Cet industriel a été propriétaire avec son frère Calixte du Domaine seigneurial de Mascouche durant 50 ans, où il exploitait les moulins à farine, à carder et à scie, alors que son frère cultivait. Également maire de Mascouche au début du 20e siècle, cet ami du clergé a dénoncé avec vigueur le fléau de l’alcoolisme en refusant , entre autres, les permis de boissons aux hôteliers de la paroisse. Il est retraité depuis 1931 après avoir vendu le Domaine à une millionnaire, madame Hazel Beatrice Colville, le tout à un fort prix; imaginez, 83 000 piastres! Ce qui équivaut aujourd’hui à près de 5 millions de dollars.
Ce digne représentant de la bourgeoisie mascouchoise demeure juste derrière la boucherie d’Ovila Patenaude: le « château », cette magnifique demeure victorienne d’inspiration néo-gothique de onze appartements, construite en 1920 pour Alphonse Soucisse, un commerçant de beurre de Montréal, originaire de Mascouche.

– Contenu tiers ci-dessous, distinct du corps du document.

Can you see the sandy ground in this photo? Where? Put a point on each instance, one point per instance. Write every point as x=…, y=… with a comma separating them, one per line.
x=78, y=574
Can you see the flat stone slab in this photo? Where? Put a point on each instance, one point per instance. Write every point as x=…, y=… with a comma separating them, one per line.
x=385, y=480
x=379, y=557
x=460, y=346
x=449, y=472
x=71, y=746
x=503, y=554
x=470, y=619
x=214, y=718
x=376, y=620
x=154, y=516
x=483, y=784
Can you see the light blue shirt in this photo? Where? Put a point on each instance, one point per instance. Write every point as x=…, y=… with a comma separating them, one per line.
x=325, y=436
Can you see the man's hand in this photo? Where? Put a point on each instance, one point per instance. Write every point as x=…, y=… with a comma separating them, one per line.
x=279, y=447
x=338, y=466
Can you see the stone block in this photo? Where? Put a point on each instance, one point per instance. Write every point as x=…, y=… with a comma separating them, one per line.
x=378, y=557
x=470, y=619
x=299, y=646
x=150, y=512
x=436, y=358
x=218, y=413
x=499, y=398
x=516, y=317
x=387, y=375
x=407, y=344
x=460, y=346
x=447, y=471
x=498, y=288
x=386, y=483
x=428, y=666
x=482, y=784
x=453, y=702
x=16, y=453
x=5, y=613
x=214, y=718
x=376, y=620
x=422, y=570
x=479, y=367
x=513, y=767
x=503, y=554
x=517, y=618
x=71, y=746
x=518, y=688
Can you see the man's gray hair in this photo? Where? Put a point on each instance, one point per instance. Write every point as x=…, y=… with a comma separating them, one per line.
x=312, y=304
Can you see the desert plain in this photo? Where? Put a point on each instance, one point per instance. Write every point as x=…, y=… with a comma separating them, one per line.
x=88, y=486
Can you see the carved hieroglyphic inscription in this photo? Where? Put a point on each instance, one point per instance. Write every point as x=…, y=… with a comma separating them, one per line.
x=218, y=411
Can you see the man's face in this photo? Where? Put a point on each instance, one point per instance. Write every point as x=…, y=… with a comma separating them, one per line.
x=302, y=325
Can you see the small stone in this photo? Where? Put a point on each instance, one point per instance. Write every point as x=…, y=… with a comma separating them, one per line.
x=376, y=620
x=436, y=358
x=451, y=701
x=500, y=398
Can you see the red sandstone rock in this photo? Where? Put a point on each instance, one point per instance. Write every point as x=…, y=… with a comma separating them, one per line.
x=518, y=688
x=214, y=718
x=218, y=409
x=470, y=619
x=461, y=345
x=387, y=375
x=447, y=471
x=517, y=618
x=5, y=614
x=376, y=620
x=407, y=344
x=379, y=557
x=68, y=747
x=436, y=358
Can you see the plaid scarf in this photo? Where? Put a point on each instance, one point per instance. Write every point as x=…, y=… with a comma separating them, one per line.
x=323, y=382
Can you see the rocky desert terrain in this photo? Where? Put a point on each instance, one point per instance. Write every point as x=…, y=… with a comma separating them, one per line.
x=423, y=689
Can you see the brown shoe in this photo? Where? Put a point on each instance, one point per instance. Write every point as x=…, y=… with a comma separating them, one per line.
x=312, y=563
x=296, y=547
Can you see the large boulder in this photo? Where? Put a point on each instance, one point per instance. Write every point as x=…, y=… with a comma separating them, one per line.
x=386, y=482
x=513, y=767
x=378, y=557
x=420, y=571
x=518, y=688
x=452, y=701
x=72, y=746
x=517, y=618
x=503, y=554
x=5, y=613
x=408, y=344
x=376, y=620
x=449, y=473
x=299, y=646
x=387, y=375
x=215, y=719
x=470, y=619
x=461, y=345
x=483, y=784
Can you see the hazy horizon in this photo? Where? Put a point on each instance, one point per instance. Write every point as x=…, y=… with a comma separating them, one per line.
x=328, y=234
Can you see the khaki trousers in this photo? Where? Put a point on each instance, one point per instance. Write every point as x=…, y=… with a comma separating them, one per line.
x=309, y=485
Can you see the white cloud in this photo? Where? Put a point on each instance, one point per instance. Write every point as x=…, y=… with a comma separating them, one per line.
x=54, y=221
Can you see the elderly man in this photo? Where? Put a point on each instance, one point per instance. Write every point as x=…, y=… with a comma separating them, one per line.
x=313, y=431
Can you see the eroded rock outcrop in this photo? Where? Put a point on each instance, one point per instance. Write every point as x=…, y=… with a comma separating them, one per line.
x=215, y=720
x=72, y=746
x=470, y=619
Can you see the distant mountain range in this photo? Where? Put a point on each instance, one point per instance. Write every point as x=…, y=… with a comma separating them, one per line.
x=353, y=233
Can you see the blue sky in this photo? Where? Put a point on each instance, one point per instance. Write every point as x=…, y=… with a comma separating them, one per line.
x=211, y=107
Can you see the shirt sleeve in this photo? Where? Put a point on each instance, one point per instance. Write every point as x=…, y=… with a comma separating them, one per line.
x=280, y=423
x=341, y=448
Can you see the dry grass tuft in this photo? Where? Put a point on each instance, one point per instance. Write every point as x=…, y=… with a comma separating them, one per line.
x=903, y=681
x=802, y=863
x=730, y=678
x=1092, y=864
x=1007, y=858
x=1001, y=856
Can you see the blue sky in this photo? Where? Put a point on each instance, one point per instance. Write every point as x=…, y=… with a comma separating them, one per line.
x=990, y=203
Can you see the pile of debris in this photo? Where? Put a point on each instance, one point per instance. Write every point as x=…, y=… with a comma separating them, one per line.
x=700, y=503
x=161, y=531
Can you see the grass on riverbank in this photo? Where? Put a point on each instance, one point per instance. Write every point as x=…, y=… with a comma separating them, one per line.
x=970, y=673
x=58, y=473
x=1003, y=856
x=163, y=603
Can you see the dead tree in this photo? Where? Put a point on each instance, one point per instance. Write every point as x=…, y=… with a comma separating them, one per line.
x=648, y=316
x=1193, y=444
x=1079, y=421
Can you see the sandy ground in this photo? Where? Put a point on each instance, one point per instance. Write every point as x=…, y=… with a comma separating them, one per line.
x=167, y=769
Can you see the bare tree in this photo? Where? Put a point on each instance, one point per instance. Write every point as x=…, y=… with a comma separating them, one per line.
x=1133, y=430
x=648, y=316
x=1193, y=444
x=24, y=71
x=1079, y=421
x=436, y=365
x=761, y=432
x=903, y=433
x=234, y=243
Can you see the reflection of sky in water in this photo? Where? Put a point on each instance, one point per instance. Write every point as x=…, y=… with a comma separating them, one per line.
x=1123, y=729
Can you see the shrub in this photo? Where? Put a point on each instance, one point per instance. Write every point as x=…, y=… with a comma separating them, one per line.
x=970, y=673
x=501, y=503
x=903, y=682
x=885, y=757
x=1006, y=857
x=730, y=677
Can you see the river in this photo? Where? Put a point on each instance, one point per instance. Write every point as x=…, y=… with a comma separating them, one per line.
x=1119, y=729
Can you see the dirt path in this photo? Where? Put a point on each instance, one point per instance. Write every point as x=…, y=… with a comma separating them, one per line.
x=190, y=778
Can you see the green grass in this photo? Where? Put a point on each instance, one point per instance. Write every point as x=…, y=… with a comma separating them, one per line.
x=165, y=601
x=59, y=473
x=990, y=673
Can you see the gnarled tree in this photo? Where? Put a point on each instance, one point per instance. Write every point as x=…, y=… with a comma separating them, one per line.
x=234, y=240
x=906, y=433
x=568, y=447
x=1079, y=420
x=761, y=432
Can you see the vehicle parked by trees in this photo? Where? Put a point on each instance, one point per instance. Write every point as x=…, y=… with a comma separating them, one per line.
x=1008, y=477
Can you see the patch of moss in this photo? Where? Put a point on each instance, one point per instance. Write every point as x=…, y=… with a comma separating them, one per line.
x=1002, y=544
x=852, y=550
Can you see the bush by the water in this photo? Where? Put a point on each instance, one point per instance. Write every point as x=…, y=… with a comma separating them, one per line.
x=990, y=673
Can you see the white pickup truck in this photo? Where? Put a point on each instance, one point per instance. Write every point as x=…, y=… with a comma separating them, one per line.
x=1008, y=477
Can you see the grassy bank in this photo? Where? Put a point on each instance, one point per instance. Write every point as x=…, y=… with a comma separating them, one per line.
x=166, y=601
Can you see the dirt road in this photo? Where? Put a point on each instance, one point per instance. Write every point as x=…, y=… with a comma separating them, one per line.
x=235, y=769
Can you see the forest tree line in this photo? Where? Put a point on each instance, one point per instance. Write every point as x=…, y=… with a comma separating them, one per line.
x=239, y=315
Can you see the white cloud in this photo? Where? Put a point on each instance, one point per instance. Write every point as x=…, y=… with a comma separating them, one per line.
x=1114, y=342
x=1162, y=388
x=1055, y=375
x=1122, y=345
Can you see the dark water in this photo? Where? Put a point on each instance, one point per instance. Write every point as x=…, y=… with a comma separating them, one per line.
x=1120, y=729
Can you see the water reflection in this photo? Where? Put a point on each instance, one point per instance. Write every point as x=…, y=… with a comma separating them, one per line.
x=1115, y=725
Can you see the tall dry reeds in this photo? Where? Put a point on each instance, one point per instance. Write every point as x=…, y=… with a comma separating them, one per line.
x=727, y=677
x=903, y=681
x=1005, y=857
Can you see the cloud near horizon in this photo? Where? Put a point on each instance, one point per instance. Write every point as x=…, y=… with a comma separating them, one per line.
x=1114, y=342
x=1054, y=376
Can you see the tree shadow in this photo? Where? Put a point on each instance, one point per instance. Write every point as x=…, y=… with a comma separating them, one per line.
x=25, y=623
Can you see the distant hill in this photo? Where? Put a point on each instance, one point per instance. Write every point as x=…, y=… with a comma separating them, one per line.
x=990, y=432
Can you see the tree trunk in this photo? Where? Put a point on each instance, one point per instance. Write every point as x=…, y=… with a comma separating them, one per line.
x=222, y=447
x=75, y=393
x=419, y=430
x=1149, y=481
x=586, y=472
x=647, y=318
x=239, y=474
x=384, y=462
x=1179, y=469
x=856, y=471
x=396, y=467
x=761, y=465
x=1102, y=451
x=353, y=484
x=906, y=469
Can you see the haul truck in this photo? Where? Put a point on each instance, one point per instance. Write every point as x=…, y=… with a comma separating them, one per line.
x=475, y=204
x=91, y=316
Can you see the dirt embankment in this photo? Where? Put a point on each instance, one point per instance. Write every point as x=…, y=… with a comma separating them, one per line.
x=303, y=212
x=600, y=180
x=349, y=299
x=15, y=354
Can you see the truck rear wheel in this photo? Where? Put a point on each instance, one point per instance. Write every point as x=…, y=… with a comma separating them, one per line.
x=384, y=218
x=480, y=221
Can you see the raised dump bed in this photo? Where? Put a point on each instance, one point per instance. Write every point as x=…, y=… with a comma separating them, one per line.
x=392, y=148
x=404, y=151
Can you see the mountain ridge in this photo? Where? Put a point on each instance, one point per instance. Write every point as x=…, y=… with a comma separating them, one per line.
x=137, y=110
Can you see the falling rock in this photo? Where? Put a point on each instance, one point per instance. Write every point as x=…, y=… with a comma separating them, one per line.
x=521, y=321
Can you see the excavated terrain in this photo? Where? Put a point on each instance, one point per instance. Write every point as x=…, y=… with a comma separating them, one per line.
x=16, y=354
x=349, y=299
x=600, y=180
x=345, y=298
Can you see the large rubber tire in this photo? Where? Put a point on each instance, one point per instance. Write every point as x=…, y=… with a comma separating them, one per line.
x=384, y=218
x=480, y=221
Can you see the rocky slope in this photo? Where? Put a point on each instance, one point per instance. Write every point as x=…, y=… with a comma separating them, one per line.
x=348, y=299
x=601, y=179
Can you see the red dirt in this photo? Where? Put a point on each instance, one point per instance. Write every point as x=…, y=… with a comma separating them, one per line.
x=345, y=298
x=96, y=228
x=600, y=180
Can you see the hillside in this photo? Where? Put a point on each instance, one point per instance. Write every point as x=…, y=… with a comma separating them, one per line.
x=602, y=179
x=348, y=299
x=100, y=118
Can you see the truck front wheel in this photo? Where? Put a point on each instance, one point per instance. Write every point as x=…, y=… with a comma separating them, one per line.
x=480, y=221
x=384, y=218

M. Corbeil l’avait acquise en 1928, pour la revendre un mois plus tard au docteur Mathieu.
Photo: Collection Victoire Charbonneau-Lapierre
Félix Poirier
Mais le médecin était plutôt inquiet de la santé fragile de l’abbé Félix Poirier, curé de la paroisse de 1931 à 1937, et qui se tient à la droite d’Uldaric Corbeil. Malgré les nombreuses visites de ce dernier au bureau du médecin qui, cigare au bec, recevait ses patients, l’été suivant, le prêtre a été admis à l’Hôpital de Joliette où il est décédé à l’automne alors qu’il n’avait pas encore soixante ans. Très attaché à ses fidèles paroissiens, le curé Félix Poirier a été inhumé au nouveau cimetière de Saint-Henri de Mascouche sur l’ancien chemin de La Pachane, aujourd’hui la rue Dugas.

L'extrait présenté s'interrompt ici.